PA 4 of 2023 will phase out the 2011 changes to taxation of retiree income over the course of four years, beginning with the 2023 tax year (filed in 2024). According to the Office of Retirement Services (ORS), retirees who want to utilize the deductions available in PA 4 should file their 2023 tax return after the law’s effective date. If filing before the law’s effective date, an amended return can be filed after PA 4 of 2023 takes effect.
Those born in 1959 or after do not qualify for PA 4 limits for the 2023 tax year. As the law is phased in, additional retirees become eligible. By 2026, all ORS pensioners are eligible for the full deduction, regardless of age.

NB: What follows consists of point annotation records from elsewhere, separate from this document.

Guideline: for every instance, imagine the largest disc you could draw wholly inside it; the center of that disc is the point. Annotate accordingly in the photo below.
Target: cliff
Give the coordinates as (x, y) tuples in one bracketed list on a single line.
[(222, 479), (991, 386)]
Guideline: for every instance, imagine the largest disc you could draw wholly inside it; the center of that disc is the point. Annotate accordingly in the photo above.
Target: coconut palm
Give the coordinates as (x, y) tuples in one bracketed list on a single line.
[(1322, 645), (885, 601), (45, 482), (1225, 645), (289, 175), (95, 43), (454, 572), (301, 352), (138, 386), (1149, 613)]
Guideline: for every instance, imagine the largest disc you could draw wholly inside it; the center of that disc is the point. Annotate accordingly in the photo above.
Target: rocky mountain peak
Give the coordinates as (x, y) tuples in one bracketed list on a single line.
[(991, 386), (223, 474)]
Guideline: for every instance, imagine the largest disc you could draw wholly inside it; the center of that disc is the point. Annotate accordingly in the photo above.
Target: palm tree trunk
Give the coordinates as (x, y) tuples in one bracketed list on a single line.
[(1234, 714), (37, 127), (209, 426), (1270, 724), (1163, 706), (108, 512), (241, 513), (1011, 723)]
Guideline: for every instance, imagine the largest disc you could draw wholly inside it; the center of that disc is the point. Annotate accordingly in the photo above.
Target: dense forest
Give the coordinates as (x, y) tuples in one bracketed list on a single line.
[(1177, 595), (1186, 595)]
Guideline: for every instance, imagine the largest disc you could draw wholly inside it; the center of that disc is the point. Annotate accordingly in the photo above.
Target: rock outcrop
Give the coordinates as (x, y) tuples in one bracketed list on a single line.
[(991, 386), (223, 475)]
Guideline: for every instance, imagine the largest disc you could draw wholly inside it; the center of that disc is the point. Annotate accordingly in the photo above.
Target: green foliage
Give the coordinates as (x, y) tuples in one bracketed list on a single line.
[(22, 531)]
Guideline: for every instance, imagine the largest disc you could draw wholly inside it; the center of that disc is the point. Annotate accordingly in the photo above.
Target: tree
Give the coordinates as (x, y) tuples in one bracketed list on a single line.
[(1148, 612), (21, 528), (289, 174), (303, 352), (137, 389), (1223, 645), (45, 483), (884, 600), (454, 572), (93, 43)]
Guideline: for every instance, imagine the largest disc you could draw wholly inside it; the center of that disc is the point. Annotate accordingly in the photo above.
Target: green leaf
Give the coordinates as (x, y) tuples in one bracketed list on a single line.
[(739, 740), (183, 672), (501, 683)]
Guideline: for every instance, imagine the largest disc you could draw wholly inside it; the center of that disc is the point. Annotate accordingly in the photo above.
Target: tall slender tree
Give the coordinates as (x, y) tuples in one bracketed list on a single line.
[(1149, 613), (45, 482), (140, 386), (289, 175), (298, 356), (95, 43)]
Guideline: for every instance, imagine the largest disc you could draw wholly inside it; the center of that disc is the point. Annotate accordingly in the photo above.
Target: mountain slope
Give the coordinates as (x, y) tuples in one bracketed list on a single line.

PA 4 allows retirees the option to choose between utilizing existing deductions or the new options (below).
Again, taxpayers will retain the ability to choose annually between their current tax exemptions or the percentage phase-in.
Those born in 1945 or before
No change. Those born in or before 1945 remain fully exempt.
For a joint return, the proposed limitations and restrictions would have to be applied based on the date of birth of the older spouse filing the return.
If a deduction for pension benefits were claimed on a joint return for a tax year in which a spouse died and the surviving spouse had not remarried, the surviving spouse is entitled to claim the deduction in subsequent tax years with the same restrictions and limitations that would have applied based on the date of birth of the older of the two spouses.